From: Mark Hahn of Tuesday, April 12, 2005 2:37 PM
>To: beowulf at beowulf.org
>Subject: RE: [Beowulf] NASTRAN on cluster
>
>> >> >easy to change, though, at least to give 2-2.5 GB on ia32.
>> >>
>> >> It may *not* be easy to change, depending on the distro and glibc.
>> >
>> >It *is* relatively easy to change. In fact in 2.4 kernels the
>> >TASK_UNMAPPED_BASE (TUB) is not fixed but at 1/3 of TASK_SIZE which
is
>> >available physical memory - 1G (for the kernel)=3G by default. This
is
>> >set in <line-2.4.xx>/include/asm-i386/processor.h.
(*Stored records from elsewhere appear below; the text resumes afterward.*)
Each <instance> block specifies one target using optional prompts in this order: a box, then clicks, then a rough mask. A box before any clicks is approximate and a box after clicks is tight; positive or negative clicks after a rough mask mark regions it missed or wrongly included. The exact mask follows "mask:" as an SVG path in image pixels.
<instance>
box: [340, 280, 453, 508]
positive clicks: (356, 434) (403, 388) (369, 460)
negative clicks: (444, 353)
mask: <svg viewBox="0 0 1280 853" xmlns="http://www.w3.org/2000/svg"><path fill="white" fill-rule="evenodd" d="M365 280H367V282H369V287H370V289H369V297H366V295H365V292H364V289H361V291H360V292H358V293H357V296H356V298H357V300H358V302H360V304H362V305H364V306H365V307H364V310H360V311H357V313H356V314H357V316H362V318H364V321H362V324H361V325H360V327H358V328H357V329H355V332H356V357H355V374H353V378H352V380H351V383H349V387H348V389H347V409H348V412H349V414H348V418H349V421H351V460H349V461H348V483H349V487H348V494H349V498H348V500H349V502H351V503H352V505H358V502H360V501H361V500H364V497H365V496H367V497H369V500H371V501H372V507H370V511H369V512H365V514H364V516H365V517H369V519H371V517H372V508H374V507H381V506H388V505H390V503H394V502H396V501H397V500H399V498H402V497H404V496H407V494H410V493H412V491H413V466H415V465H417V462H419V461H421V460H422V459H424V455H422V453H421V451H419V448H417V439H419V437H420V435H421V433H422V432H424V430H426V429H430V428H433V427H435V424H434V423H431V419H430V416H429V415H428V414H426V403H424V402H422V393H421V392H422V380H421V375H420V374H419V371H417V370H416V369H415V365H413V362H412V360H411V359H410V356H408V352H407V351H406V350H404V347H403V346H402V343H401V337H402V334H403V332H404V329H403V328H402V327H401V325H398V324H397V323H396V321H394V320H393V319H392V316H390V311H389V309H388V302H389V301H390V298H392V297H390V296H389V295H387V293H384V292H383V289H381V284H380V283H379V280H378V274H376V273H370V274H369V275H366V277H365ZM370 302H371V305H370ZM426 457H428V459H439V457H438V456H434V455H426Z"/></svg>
You can change
that
>> >relatively safely to 1/12 which will let you allocate closer to ~3G
>> >using mmap.
>>
>> It is easy to change.  I developed a simple hack for this back in
2001,
>> and a much better per-process patch was developed later.  MSC.Nastran
>
>this solution has been known for longer than that - at last back
>to 1998-ish on LKML.

I only claimed to have solved the problem as needed by Nastran in my
primitive way, and then found a perfect problem for the more general
solution later offered elsewhere--I'm fairly the person that developed
the better solution ever heard or cared about Nastran.  Most people
don't :-)

>> was introduced by some distros, including RHL and derivatives, that
had
>> the effect of pinning glibc to a specific address.  The net was that
>
>this is "prelinking", no?  I have the impression that you can pretty
>easily control which binaries are prelinked, and even reverse the
change.

Yes, prelinking.  Thanks; as I mentioned, I forgot specifics.

>> > Most "legacy" Fortran codes (including the one we sell)
>> >allocate memory in one large chunk, so your compiler or glibc resp.
>> >will use mmap to allocate and hence you are stuck with 2G.
>>
>> Subject to the above discussion.
>
>interestingly, you can also avoid mmap entirely if you statically link.

Which is not an option for ISV codes...

-- 
David N. Lombard
 
My comments represent my opinions, not those of Intel Corporation.